Bernardine Evaristo fears publishers may lose interest in black authors

Bernardine Evaristo
Author Bernardine Evaristo at the Hay festival on Saturday. Photograph: David Levenson/Getty Images

The Booker prize-winning author Bernardine Evaristo says she fears that publishers’ interest in black authors may be only a “trend or fashion” that could wane unless the business becomes more diverse.

Evaristo, who was the first black woman to win the literary prize for her novel Girl, Woman, Other in 2019, said that the Black Lives Matter movement and the murder of George Floyd in 2020 “really did shake the industry to the core” and had marked a turning point in previously “excluded” authors getting book deals.

She told an audience at the Hay festival: “This is a really good time for black writers to be published. Whether that will be the case in five or 10 years, we’ll have to see. What I’m interested in is for our literature to be embedded in the culture rather than being part of a trend or fashion.”

Evaristo considered it crucial that change should happen at the top: “You need to have [diversity among] the people making decisions in the publishing houses, and a wider range of writers, and writers of underrepresented communities, being published. That’s certainly happening at the moment and that’s a really positive thing.”

Evaristo said that the Booker had been a “powerful prize” to win because she “reached middle England [only] after that”, despite a 40-year writing career.

“People do sometimes define [Girl, Woman, Other] in terms of race but if you get beyond that you’ll see there are lots of other things. I think that probably makes it relatable in all kinds of ways to all kinds of readers, and because it had the Booker stamp of approval, people overcame their previous obstacles to reading my work and thought, I’ll give it a go.”

Evaristo told the festival audience that she had envisaged writing 1,000 black female characters in Girl, Woman, Other: “What I wanted to do was put as many black British women into a single novel as possible because I was fed up with the fact we weren’t really present in British literature and I knew for us to be present we had to write those stories ourselves,” she said.

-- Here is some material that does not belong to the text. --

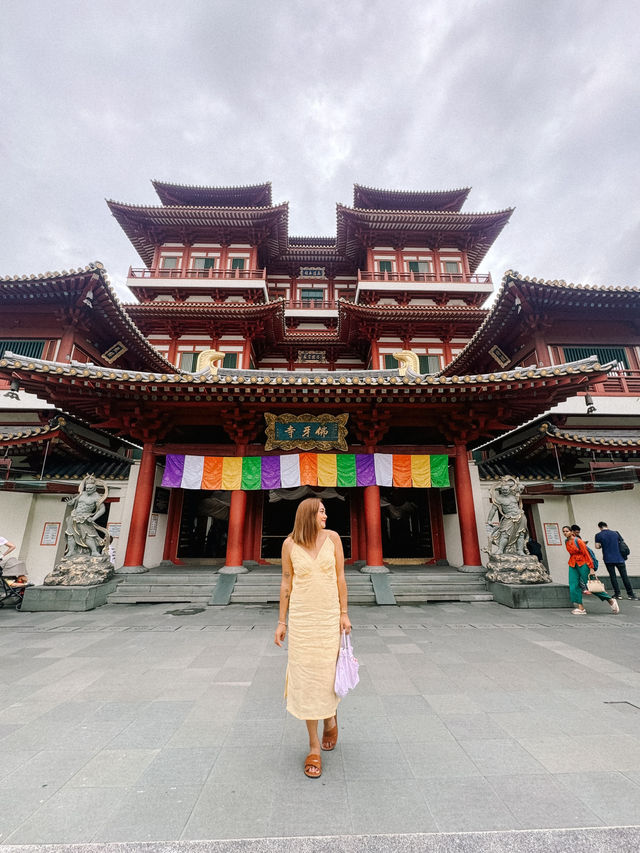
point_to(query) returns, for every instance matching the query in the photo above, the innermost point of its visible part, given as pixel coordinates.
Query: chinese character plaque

But she decided that a novel on that scale would be “impossible”, and instead started writing the book with 100 characters. When she found herself devoting 30 pages to each, she cut the final cast down to the 12 who appear in the book.

Speaking about her recent memoir, Manifesto: On Never Giving Up, Evaristo said: “Even though my origin story growing up in Woolwich in the 60s and 70s with a black father and a white mother placed obstacles before me, I wanted to explore how that made me – as opposed to how that stopped me being the person I have become.”